Un niño, casi perdido entre la multitud, se giró hacia Aiden en un instante de silencio extraño y, tras mirarlo de arriba abajo, volvió su mirada hacia el hombre de la capa. Aiden no se dio cuenta de esa mirada, o de cómo el niño bajaba la cabeza rápidamente, apretando las manos al costado.
Aiden siguió caminando, sintiendo algo que no era del todo claro. La presión en el aire se hizo más palpable y, aunque no veía nada fuera de lo común, un sentimiento de que algo estaba cambiando, o incluso a punto de suceder, lo envolvía.
De repente, un suave murmullo, apenas audible, flotó entre los puestos cercanos, como si alguien hablara demasiado bajo para ser escuchado, pero que, de alguna manera, lograba atravesar el bullicio. Aiden no pudo captar las palabras, pero la sensación permaneció.
—¿Qué será de este lugar? —susurró un hombre de túnica a su compañero, a unos metros de distancia. La pregunta no parecía dirigida a nadie en particular, y el compañero no respondió, solo asintió lentamente.
Aiden se detuvo por un momento, un leve suspiro escapó de sus labios mientras se frotaba la nuca, como si tratara de sacudirse una sensación molesta. El cuchillo en su muñeca pareció tensarse ligeramente, y con un movimiento inconsciente, Aiden lo observó por un segundo. El filo brilló bajo la luz del día, pero de una forma extraña, como si algo lo estuviera mirando en lugar de él. La sensación de inquietud aumentó.

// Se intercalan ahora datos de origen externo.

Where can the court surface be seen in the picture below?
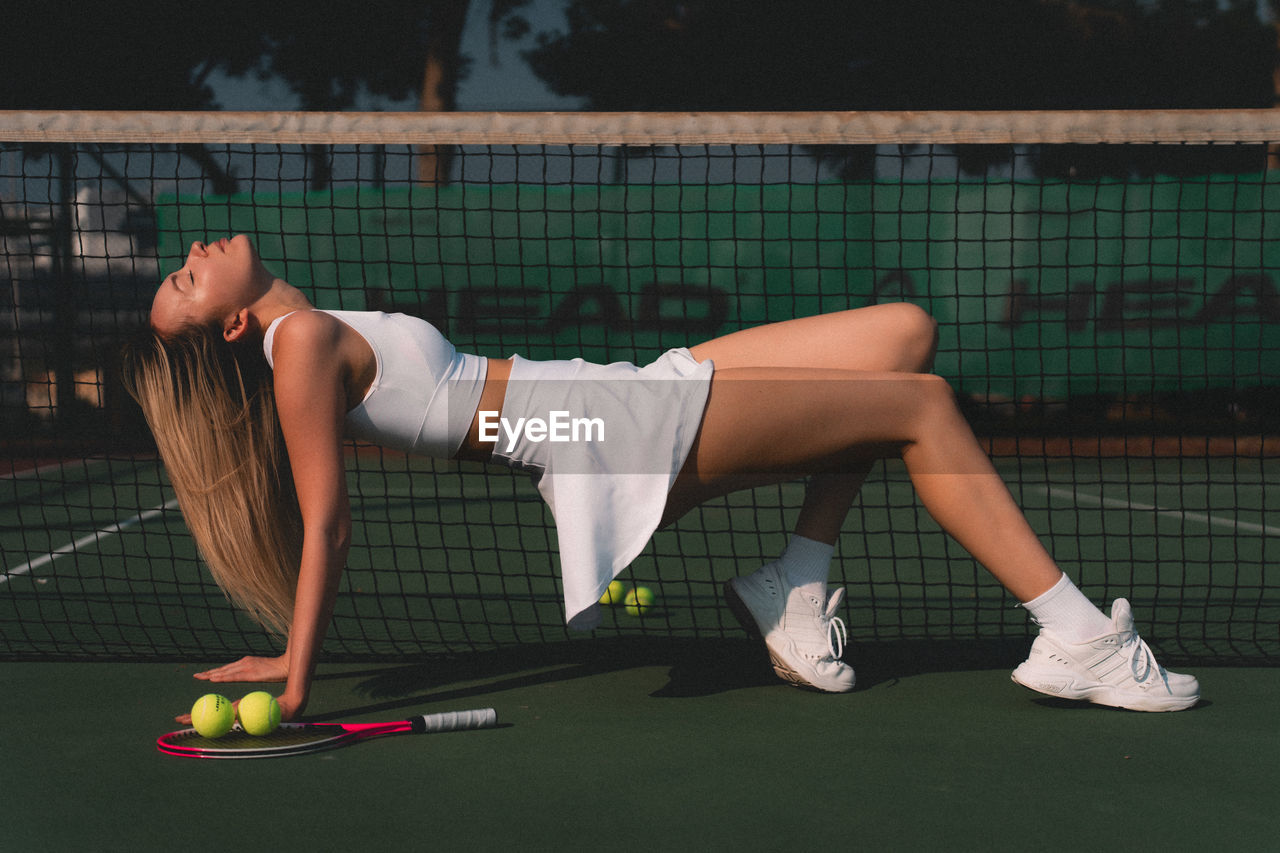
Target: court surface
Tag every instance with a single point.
(650, 742)
(641, 744)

Siguió caminando, pero el aire parecía más denso. Cada paso era más pesado, cada sonido más lejano. La gente a su alrededor parecía moverse a una velocidad diferente, casi como si estuvieran sincronizados en un tiempo que no era el suyo.
Y, de repente, sin previo aviso, el bullicio del mercado comenzó a desvanecerse poco a poco, reemplazado por un silencio inquietante. Aiden sintió un escalofrío recorriéndole la espalda, y el cuchillo pareció pesar más en su mano.
Las figuras a su alrededor comenzaron a alargarse y retorcerse, sus rostros convirtiéndose en máscaras grotescas. Las risas de los niños se deformaron en ecos distantes, y las voces de los comerciantes se volvieron murmullos incomprensibles.
Aiden se detuvo en medio de la calle vacía, su respiración entrecortada mientras una sonrisa torcida se formaba en su rostro.
—Bueno, cuchillo… parece que hemos cruzado otra puerta.
El cuchillo brilló débilmente bajo la luz grisácea, y Aiden avanzó, adentrándose en un mundo donde las reglas de la realidad ya no aplicaban.